Und: Sie alle sind laut Schützeberg miteinander verwandt. „Sie gehören alle einer Familie an“, so der Staatsanwalt. Am Ende waren alle an der Auseinandersetzung beteiligten Männer unterschiedlich schwer verletzt. Der Älteste hatte eine Stichwunde im Bein, der 31-Jährige eine Stichwunde im Oberkörper. Die drei Jüngeren hätten, so Schützeberg, Schnittwunden und Verletzungen davongetragen, „die auf Schläge hindeuten“.

Was darauf schließen lässt, dass die Familienmitglieder zunächst die Fäuste fliegen ließen, bevor auch noch Waffen ins Spiel kamen. Die beiden älteren Männer kamen mit ihren Stichwunden schließlich ins Krankenhaus und blieben dort zur stationären Behandlung.

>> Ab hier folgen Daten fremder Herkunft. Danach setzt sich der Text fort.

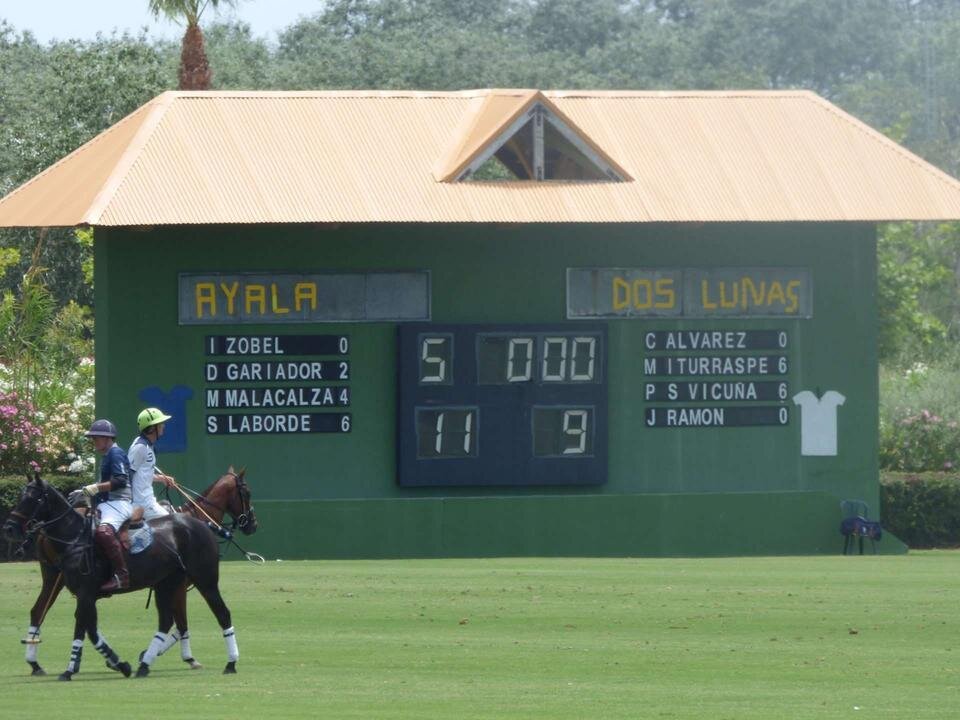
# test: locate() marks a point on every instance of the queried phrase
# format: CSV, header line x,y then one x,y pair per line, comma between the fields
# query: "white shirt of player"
x,y
143,464
818,422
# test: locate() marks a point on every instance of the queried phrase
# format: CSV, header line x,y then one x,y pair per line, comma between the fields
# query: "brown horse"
x,y
183,550
230,494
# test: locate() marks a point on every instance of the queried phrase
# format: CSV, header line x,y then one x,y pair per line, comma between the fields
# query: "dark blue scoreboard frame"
x,y
485,405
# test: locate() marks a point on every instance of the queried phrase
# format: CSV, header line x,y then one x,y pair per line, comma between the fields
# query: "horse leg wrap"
x,y
104,649
169,641
230,638
151,654
31,641
185,652
76,654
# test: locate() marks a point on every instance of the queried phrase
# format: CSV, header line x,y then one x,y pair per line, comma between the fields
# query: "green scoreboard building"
x,y
499,322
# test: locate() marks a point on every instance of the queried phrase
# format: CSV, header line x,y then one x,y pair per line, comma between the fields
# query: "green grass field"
x,y
771,638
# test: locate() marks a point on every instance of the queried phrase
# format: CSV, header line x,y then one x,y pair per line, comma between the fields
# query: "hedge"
x,y
10,490
922,509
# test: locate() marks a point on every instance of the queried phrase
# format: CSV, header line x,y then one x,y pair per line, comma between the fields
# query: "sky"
x,y
62,19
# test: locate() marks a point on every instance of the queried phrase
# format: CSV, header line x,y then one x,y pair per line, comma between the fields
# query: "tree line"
x,y
895,64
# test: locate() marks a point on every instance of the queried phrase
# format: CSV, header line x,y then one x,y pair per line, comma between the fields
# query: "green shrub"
x,y
923,510
10,491
920,417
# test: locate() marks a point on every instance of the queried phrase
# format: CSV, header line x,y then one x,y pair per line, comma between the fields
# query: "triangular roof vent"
x,y
522,135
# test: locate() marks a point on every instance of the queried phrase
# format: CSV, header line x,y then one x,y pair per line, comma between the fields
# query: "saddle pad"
x,y
140,539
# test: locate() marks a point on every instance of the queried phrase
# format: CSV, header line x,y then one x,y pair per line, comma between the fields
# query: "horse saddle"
x,y
135,539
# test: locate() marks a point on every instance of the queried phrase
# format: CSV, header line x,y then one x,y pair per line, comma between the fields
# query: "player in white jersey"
x,y
143,463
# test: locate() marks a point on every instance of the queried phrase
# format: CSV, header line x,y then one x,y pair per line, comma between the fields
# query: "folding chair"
x,y
857,524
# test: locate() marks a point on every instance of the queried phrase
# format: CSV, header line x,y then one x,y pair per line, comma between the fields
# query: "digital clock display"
x,y
502,404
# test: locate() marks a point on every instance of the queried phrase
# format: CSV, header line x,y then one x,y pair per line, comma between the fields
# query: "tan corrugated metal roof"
x,y
289,157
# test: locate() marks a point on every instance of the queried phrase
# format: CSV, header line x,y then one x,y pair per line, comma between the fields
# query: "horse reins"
x,y
219,528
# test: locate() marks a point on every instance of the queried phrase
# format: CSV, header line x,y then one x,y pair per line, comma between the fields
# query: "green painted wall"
x,y
337,495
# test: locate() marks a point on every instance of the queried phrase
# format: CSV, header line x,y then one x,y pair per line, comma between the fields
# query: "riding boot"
x,y
110,546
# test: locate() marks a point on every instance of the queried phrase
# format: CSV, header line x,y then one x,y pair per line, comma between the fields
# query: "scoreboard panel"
x,y
502,404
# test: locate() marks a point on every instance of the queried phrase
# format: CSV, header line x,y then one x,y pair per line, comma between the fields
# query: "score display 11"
x,y
502,404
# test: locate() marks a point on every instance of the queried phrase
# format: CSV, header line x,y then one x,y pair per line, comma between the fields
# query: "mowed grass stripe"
x,y
820,637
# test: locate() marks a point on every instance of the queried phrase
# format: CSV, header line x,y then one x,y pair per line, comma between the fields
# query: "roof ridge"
x,y
906,154
115,179
95,140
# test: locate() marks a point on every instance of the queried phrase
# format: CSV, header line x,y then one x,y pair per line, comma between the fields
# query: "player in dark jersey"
x,y
115,500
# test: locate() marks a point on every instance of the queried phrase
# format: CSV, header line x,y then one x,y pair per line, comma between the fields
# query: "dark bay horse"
x,y
184,551
229,494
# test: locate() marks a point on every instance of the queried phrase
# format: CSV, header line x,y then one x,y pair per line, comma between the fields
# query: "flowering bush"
x,y
44,440
920,416
918,442
21,445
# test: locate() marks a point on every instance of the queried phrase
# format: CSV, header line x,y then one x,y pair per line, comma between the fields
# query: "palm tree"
x,y
194,68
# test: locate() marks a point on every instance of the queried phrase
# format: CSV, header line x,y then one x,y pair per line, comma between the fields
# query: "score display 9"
x,y
502,404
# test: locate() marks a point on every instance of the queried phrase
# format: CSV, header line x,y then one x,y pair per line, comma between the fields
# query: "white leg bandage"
x,y
76,653
185,652
104,649
32,639
230,638
169,641
151,654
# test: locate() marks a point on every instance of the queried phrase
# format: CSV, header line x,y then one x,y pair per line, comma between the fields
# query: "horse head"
x,y
32,507
231,494
241,504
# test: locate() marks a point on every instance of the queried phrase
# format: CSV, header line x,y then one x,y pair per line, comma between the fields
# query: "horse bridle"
x,y
243,518
29,526
246,507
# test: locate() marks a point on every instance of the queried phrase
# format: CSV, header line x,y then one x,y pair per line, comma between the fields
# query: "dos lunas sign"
x,y
689,292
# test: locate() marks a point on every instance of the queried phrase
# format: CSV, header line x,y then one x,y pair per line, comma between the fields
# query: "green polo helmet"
x,y
151,416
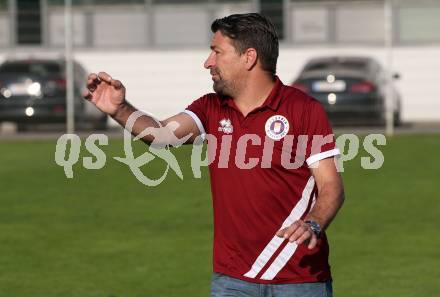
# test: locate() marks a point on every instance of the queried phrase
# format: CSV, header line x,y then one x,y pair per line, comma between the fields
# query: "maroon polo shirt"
x,y
261,182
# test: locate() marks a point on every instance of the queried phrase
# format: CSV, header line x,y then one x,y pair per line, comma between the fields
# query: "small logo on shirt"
x,y
226,126
277,127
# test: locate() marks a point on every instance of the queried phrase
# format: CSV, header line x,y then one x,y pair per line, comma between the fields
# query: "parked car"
x,y
33,90
351,89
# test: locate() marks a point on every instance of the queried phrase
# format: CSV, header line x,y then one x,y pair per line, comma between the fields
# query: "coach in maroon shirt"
x,y
274,182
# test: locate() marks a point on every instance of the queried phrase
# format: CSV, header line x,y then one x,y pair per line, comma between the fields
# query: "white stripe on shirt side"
x,y
197,121
280,261
276,241
317,157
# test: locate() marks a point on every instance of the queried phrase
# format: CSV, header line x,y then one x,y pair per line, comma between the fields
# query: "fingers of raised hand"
x,y
105,77
86,94
116,84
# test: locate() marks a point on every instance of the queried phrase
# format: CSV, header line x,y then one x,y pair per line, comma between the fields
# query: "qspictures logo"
x,y
276,129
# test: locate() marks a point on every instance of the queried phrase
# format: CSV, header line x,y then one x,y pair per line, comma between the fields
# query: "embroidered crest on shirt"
x,y
226,126
276,127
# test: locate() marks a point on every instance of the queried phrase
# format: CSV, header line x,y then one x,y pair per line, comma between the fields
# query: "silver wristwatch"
x,y
316,228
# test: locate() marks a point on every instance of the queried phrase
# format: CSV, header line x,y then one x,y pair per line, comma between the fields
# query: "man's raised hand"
x,y
106,93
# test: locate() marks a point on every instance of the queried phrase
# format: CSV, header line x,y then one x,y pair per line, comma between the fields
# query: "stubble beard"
x,y
223,88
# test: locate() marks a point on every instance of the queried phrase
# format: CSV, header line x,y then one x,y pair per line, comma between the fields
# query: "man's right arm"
x,y
108,95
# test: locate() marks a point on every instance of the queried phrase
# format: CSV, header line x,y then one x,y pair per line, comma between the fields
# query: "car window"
x,y
336,64
33,68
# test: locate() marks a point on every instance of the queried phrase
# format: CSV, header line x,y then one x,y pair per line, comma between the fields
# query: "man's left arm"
x,y
329,200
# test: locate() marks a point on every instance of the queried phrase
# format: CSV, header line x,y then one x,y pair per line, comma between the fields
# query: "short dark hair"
x,y
251,30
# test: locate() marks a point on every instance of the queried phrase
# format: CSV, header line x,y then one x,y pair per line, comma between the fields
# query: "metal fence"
x,y
102,24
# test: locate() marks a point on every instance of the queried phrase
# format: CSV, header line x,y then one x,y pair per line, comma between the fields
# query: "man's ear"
x,y
251,58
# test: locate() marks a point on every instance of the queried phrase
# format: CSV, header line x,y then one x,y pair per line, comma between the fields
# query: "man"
x,y
269,218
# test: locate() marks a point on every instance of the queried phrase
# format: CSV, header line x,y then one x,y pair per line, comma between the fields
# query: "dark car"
x,y
351,89
34,91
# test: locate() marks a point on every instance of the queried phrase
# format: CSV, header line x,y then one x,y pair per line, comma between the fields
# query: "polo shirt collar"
x,y
272,101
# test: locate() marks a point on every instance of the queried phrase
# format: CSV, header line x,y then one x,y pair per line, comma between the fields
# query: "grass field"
x,y
104,234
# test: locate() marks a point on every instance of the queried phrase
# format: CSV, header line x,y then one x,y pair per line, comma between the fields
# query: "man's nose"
x,y
209,62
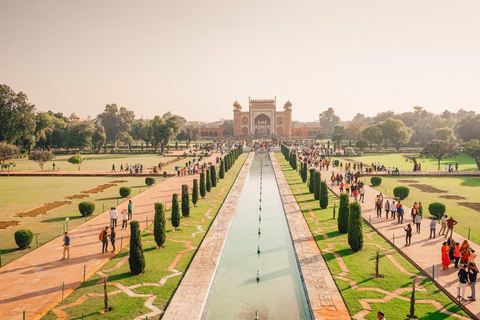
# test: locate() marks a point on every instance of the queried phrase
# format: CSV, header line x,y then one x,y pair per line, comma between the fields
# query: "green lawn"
x,y
464,161
466,187
157,263
361,265
20,194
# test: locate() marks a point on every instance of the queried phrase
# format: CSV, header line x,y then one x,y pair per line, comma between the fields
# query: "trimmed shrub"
x,y
23,238
343,213
159,224
437,209
86,208
149,181
175,212
185,201
401,192
136,259
203,187
323,195
355,232
376,181
311,186
318,179
195,192
208,181
125,192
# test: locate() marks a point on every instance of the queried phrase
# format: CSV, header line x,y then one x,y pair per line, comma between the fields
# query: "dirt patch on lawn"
x,y
8,224
449,197
77,196
471,205
427,188
99,188
43,209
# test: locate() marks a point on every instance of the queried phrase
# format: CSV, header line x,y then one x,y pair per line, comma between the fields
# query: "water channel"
x,y
236,293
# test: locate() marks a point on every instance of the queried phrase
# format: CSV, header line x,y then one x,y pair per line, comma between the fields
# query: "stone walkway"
x,y
190,298
424,252
34,282
323,296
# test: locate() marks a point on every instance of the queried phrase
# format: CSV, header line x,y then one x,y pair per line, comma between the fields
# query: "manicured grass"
x,y
361,265
158,262
464,161
20,194
467,187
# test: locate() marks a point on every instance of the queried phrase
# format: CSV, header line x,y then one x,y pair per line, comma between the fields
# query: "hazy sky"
x,y
195,58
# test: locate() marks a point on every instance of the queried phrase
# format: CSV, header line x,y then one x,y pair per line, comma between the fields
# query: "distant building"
x,y
262,119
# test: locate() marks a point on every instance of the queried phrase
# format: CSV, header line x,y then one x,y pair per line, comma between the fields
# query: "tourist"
x,y
472,279
130,209
418,221
104,238
112,238
456,254
408,234
445,256
433,226
462,281
450,224
387,208
66,246
444,225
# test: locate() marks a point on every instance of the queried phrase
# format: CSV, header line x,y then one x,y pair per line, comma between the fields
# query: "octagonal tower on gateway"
x,y
262,120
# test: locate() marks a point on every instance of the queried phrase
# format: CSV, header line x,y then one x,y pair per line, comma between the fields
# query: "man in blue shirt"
x,y
66,246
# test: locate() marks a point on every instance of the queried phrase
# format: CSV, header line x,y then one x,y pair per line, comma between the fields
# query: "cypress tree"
x,y
203,187
311,186
213,176
159,224
185,201
175,212
323,195
208,182
195,192
221,172
316,192
136,259
343,212
355,232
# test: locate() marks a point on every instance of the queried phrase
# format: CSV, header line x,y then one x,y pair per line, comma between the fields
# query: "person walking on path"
x,y
408,234
112,238
104,238
66,246
445,256
472,279
462,281
433,226
450,224
444,225
130,209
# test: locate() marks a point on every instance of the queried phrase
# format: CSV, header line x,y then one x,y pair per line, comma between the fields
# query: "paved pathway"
x,y
191,296
423,251
33,283
323,296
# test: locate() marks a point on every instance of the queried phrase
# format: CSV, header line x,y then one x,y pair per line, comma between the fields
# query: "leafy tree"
x,y
175,212
323,195
472,148
439,150
40,157
203,186
355,232
195,192
159,222
343,213
185,201
136,259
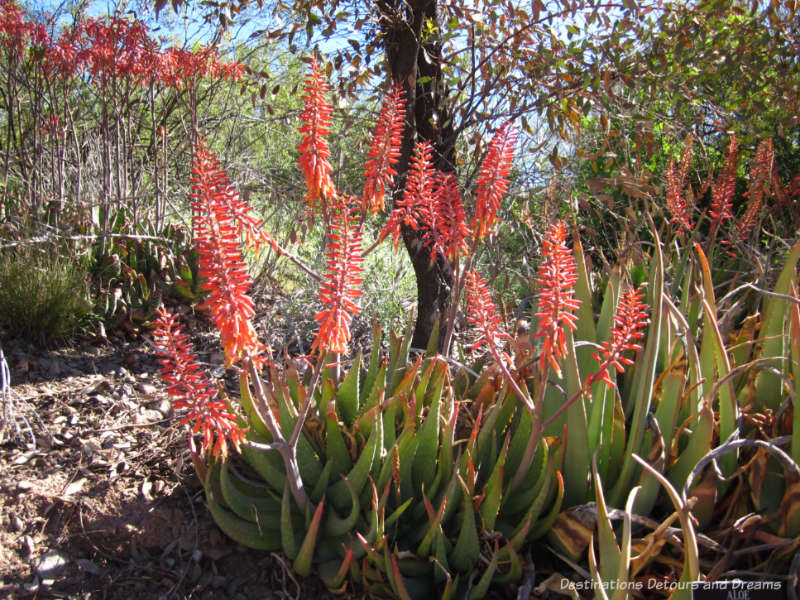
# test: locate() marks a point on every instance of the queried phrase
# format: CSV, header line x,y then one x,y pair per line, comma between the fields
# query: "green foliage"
x,y
43,292
408,465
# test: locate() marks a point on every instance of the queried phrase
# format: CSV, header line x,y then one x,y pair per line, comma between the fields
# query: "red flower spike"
x,y
482,313
760,180
556,277
676,181
217,217
339,289
384,152
629,320
723,188
414,207
454,230
314,152
493,180
191,389
14,30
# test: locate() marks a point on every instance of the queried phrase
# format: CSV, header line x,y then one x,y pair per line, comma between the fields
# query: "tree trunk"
x,y
417,64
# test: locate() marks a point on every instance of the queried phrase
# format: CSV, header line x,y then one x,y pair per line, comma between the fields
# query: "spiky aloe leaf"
x,y
434,526
697,447
358,474
375,362
643,377
514,573
424,469
480,589
263,510
493,490
394,575
691,562
467,549
728,407
321,485
245,532
335,446
334,572
253,418
544,525
772,339
302,564
532,485
266,463
569,534
288,541
794,337
578,454
398,356
602,409
336,526
347,396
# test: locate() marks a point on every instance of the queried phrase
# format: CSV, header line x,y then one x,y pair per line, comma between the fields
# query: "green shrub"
x,y
43,293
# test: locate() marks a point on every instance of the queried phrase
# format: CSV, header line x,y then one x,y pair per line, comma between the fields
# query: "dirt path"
x,y
98,498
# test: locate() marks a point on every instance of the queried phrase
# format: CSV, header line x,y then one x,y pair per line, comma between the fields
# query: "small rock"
x,y
15,523
29,546
147,389
165,408
51,565
89,566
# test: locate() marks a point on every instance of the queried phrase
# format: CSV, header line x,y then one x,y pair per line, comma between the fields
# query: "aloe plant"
x,y
411,478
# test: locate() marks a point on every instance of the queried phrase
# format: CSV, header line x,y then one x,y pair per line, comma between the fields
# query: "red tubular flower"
x,y
220,259
384,152
454,230
314,152
493,180
760,180
629,321
482,313
190,388
723,188
340,286
13,28
413,208
557,276
676,180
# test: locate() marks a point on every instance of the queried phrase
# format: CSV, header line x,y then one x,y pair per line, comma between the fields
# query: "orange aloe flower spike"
x,y
384,152
314,151
557,305
190,388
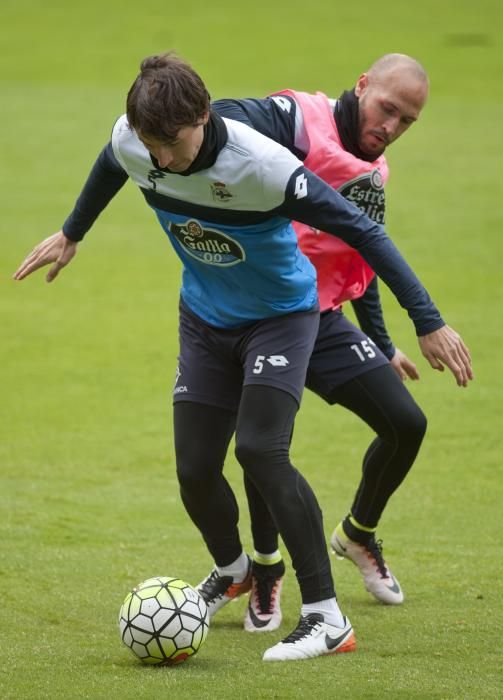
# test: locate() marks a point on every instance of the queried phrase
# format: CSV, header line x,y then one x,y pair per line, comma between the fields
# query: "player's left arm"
x,y
310,200
369,312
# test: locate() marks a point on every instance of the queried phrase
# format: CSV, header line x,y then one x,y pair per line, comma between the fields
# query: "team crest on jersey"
x,y
207,245
367,193
155,174
220,192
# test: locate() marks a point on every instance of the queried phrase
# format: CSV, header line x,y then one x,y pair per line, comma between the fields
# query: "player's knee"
x,y
410,425
258,452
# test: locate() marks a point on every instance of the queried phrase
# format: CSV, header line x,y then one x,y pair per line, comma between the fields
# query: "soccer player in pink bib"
x,y
343,142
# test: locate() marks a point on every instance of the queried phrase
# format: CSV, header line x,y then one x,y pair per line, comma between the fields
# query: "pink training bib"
x,y
342,273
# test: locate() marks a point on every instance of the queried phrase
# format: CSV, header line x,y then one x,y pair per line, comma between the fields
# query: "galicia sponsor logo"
x,y
207,245
367,193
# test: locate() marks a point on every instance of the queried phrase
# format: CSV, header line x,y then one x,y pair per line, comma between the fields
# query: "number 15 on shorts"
x,y
364,349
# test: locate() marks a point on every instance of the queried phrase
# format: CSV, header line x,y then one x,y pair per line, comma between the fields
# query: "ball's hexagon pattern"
x,y
163,621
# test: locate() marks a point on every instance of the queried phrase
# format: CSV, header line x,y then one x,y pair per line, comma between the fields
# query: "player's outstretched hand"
x,y
403,366
57,249
445,347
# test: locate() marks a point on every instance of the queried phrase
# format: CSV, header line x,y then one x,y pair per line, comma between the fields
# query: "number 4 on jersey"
x,y
300,186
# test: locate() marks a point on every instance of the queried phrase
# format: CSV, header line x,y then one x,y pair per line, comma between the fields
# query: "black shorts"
x,y
341,352
215,363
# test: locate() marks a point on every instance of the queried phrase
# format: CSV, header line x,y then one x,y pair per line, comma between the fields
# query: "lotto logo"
x,y
277,360
274,360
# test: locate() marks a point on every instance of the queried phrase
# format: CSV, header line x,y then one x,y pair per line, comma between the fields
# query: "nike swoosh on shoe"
x,y
334,643
256,620
339,543
395,588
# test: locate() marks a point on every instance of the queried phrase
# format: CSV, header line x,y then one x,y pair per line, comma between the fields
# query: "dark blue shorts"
x,y
341,352
215,363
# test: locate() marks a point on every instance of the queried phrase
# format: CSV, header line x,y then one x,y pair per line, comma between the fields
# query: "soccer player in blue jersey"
x,y
225,196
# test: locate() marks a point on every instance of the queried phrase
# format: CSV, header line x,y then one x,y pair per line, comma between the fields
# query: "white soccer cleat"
x,y
313,637
378,579
263,613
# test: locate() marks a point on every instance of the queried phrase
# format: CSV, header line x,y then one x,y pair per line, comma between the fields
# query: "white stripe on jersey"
x,y
253,169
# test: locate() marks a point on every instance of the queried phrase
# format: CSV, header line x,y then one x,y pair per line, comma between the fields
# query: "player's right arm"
x,y
105,180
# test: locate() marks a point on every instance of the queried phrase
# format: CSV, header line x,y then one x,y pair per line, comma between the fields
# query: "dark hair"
x,y
166,96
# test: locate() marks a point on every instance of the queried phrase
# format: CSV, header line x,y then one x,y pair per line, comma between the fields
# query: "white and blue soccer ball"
x,y
163,621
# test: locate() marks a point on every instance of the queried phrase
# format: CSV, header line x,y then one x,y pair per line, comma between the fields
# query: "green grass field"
x,y
88,494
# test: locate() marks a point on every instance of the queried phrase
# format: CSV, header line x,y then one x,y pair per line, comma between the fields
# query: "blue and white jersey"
x,y
228,218
240,263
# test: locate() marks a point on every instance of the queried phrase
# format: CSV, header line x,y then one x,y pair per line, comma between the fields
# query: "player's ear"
x,y
361,84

Völlig unklar ist den Ermittlern jedoch, aus welchem Grund es zu der massiven Auseinandersetzung kam. Und unklar ist auch, wer in welcher Weise beteiligt war, wer angefangen hat und so weiter. Schützeberg: „Einige Beteiligte machen gar keine Aussage. Und die Aussagen der anderen widersprechen sich auch noch gegenseitig.“

Die drei jüngeren Männer waren nach der Auseinandersetzung vorläufig festgenommen worden. Nach ihrer Vernehmung konnten sie schließlich das Präsidium wieder verlassen. Haftbefehl wurde nicht beantragt. Das löste am Donnerstag in sozialen Netzwerken und auch im Kommentarbereich auf unserer Webseite blankes Unverständnis hervor. Die Staatsanwaltschaft musste sich laut Schützeberg gar üble Beschimpfungen anhören.

Dennoch: Aus besagten Gründen habe man keine U-Haft in Betracht ziehen können, wie Schützeberg unterstreicht. Da völlig unklar sei, wer hier der Aggressor war, ob Verletzungen auch durch Notwehr entstanden sind und wer überhaupt was getan hat, gebe es derzeit gar nicht die Möglichkeit, einen Haftbefehl gegen eine oder mehrere Personen zu beantragen.

Die Ermittlungen liefen jedoch auf Hochtouren weiter, so Schützeberg. Sollte sich in deren weiteren Verlauf ein konkreter Tatverdacht gegen den einen oder anderen ergeben, werde man „selbstverständlich auch den Antrag auf Haftbefehl erneut überprüfen“, betonte der Behördensprecher. Ermittelt wird in diesem Fall wegen gefährlicher Körperverletzung.